Oppo designed the DV-980H with a strong focus on precision rendering of all optical audio discs: SACD/DVD-A, HDCD and standard CDs. In addition to the 192K sampling rate and 24-bit resolution, the audio driving stage makes use of carefully-selected op-amps and caps. The design seeks to reduce quantization distortion and to reproduce the analog waveform accurately to achieve faithful and detailed sound.

The CDs were John Hicks Trio & Strings on Mapleshade, test CDs from Opus 3, and a BIS CD of Lecuona piano music.  In all cases there was a somewhat richer, more detailed and more analog-like sound from the Oppo player. The sonics were subtly just more sumptuous in general. I then switched to some DVD-Audio and SACD discs, finding the differences pretty much the same.  A NorthWest Classics stereo-only SACD of harp concertos by Ginastera and Monsalvatge offered a more harp-like timbre from the solo instrument, as well as sharper detail and a better impression of the acoustic of the recording venue. On multichannel SACDs, such as the Opus 3 Test CD 4, there was more air and richness in the sonics, as well as somewhat better bass support. In a concert band track recorded in a church environment, there was a stronger feeling of the space on the Oppo vs. the Integra. Lastly, I tried a source somewhat between the resolution of a standard CD and SACD – the sampler of the new F.I.M. K2 HD process of xrcd which I recently reviewed.  Its opening track of an excerpt from Rachmaninoff’s Symphonic Dances definitely displayed more air and clarity on the Oppo, plus the early loud orchestral chords of emphasis were much stronger and richer in sound than on the Integra.
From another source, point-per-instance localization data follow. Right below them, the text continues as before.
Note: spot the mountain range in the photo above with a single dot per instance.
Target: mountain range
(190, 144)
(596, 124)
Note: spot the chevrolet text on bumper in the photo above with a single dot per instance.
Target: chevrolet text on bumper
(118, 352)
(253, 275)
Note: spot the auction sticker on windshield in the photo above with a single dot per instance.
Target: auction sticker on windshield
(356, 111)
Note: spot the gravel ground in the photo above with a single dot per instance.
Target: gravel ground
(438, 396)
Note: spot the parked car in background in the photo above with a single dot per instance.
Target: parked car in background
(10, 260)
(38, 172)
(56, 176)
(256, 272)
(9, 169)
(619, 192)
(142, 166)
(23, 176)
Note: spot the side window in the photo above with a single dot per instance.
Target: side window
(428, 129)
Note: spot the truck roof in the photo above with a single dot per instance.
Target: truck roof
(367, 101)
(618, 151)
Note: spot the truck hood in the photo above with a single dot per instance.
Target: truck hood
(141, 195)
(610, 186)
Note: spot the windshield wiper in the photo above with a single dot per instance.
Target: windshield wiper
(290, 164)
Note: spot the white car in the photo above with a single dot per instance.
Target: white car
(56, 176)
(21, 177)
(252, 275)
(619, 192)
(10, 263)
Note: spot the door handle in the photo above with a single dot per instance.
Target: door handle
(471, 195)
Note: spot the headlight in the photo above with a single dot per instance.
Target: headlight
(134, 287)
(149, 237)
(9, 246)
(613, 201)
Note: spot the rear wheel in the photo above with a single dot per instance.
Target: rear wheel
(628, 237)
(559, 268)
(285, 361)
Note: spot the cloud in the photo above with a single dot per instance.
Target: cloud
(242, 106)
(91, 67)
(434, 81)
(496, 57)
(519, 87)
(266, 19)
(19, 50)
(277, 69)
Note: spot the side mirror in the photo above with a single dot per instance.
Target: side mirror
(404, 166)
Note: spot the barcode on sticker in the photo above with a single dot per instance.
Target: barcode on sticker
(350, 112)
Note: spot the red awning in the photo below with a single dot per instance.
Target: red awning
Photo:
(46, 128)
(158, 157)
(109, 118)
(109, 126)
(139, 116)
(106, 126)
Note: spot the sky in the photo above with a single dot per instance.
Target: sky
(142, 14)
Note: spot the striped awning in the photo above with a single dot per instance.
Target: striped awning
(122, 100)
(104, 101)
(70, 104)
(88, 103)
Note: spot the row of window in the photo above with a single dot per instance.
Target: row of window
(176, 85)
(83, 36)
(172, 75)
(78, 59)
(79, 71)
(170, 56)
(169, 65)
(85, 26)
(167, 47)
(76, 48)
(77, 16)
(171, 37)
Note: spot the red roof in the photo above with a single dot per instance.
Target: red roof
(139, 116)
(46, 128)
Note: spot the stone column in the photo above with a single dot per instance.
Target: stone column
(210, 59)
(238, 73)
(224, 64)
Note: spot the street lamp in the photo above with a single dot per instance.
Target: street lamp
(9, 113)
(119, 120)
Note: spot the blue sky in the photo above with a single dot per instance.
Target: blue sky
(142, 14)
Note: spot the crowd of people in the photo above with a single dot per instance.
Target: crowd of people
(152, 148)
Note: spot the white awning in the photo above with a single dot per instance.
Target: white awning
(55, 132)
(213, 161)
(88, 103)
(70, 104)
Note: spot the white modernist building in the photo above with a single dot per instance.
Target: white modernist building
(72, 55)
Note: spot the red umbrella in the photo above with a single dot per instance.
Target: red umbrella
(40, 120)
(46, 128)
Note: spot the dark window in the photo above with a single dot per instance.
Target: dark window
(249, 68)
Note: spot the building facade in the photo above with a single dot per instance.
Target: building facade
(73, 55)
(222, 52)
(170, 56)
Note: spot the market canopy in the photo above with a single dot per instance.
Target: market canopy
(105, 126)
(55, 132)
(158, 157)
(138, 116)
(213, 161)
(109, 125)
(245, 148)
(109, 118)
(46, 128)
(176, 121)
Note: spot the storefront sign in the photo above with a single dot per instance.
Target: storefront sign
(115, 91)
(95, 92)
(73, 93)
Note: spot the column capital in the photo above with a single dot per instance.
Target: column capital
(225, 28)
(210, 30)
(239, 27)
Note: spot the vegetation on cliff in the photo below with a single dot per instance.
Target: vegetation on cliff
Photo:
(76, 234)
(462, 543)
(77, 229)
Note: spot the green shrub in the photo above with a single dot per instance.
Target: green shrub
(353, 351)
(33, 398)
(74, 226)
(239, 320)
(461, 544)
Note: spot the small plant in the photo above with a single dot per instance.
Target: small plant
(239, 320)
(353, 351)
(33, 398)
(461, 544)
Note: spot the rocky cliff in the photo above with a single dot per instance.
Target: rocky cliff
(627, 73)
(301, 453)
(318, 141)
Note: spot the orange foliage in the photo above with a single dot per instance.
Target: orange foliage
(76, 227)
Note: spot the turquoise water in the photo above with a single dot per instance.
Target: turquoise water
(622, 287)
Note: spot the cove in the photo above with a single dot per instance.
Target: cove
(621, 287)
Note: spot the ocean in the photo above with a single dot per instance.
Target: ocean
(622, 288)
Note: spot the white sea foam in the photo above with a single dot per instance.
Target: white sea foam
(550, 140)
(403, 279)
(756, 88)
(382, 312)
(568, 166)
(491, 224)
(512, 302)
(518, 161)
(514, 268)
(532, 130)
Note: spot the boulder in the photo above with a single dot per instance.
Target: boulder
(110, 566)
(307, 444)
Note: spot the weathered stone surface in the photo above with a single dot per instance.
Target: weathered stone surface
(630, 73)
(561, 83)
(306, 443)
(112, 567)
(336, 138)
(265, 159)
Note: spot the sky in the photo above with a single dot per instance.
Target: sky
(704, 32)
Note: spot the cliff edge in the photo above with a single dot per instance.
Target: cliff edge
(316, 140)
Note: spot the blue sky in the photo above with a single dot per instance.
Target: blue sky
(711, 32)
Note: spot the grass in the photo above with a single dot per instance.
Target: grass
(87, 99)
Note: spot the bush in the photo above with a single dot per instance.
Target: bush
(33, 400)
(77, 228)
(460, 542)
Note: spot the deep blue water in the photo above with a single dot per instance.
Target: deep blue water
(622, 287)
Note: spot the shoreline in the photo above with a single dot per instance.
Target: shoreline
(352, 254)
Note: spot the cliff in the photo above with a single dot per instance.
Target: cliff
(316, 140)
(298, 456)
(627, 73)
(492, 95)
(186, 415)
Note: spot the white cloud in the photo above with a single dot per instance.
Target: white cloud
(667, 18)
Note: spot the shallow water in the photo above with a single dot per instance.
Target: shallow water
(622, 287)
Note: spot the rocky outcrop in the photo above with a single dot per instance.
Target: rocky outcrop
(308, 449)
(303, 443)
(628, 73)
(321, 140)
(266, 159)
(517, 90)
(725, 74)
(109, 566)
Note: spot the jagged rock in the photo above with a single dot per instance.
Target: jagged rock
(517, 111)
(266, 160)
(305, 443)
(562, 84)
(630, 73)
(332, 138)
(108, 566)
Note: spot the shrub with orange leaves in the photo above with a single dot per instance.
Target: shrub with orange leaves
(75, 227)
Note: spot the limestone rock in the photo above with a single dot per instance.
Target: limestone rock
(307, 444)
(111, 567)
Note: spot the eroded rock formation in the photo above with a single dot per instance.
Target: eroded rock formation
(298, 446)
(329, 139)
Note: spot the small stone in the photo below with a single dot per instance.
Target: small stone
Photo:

I have had a continuing problem with proper playback of certain SACDs and DVDs on my Integra player. For no apparent reason, it will occasionally display “No Disc” when I insert one of the many RCA 3-channel SACD reissues and some other SACDs. Sometimes pulling the AC plug at the player for 30 seconds and then reinserting corrects the problem, but not always. I could get no interest or cooperation from the manufacturer on this glitch. The discs always play perfectly on my alternate Sony 775 SACD changer. I dug out three of the recalcitrant RCA SACDs which displayed No Disc on the Integra; they played perfectly on the Oppo 980H.

Wrap Up

I should also mention that the player is very thin in heighth and if you’re crammed for space in your equipment rack it could possibly fit on top or below another larger component. Regardless, I would suggest some type of weight or resonance control on the top of the chassis since it is rather resonant, even if you don’t go the tweaky feet route.  All Oppo players are provided with a good HDMI cable, saving you a bundle right there. They have a good warranty situation and if you have any questions or problems at all you will find that their customer service is fast, direct and extremely helpful on the phone, without any hassle as experienced with so many manufacturers.  Hey, the 980H is even more of a value than the other Oppo players which have won acclaim widely on that count alone!